Mungkin juga aku tak akan menginjakkan kaki lagi di Kota Jakarta. Monas dan cerita lainnya di metropolitan saat itu, mungkin hanya jadi kenangan.

Hujan deras mengguyur, memecah lamunanku. Senja yang biasanya lambat pamit ke peraduan, mendadak menghilang. Siluet yang menebar pesona jingganya pada semesta. Tiba-tiba lenyap.

Aku duduk saja di beranda. Menyaksikan anak-anak bermain bola di lapangan yang sedari tadi disiram hujan. Membangkitkan kenangan masa kecil, saat aku di kampung. Tak terasa secangkir kopi dan sebatang sigaret pun hampir kandas.

Handphoneku berdering. Kulihat layar monitor. Arina.

“Halo Bas. Januari aku ada event manggung di Jakarta lho, datang ya.”

Aku belum menjawab bisa datang atau tidak.

“Please. Pokoknya kamu harus hadir!” ujarnya mengultimatum.

Sebastian Fulan. Aku panggil kau, Bas ya. Mantap seperti suaramu, kata Arina saat acara maba belasan tahun lalu, yang membuatku tak pernah melupakannya.

“Pokoknya harus hadir!” kalimat itu juga masih tergiang-ngiang. Harus hadir, Bas.

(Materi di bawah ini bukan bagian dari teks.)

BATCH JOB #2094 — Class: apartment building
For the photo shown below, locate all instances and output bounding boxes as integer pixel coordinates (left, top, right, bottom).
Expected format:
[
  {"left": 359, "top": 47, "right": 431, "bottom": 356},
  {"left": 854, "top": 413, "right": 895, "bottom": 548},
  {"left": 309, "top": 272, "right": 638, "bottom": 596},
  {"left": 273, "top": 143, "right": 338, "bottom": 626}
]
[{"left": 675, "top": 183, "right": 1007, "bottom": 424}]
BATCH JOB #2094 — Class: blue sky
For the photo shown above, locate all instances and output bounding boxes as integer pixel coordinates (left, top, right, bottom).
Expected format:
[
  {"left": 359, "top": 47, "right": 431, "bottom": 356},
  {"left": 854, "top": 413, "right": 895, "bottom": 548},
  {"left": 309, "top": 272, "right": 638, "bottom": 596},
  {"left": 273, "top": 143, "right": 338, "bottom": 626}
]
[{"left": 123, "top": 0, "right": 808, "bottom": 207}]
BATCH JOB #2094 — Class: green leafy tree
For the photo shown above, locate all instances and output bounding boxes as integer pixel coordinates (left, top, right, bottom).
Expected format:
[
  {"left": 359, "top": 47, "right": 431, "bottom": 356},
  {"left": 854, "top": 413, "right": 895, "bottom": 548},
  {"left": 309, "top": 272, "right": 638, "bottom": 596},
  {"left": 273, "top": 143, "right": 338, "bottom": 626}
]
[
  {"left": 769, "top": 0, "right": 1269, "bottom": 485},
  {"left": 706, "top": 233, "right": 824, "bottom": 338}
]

Lama aku termenung. Batin mau robek rasanya. Hmm, aku akan bertemu lagi dengan Arina. Setelah kehilangan jejaknya selepas wisuda di kota Bandung.

Empat tahun merajut kebersamaan di kampus itu, kenangan demi kenangan tak pernah lekang oleh waktu. Sekalipun sepuluh tahun terpisah.

“Bas. Kuharap kita tetap bersama, ya. Sampai kapan pun,” ucapnya menerang kala itu, saat aku mengantarnya ke bandara untuk pulang ke Menado.

Pos Terkait :  Cerpen: Langit Jingga di Hati Sarah

Namun apa daya. Entah kenapa, alam memisahkan kami selama ini.

Malam kian larut. Udara makin menggigit tulang. Tapi mataku belum juga ingin terpejam. Arina. Bayangannya memenuhi pikiranku. Kulitnya yang putih, peringainya lembut, dan semua tentangnya menggugah perasaan kangenku.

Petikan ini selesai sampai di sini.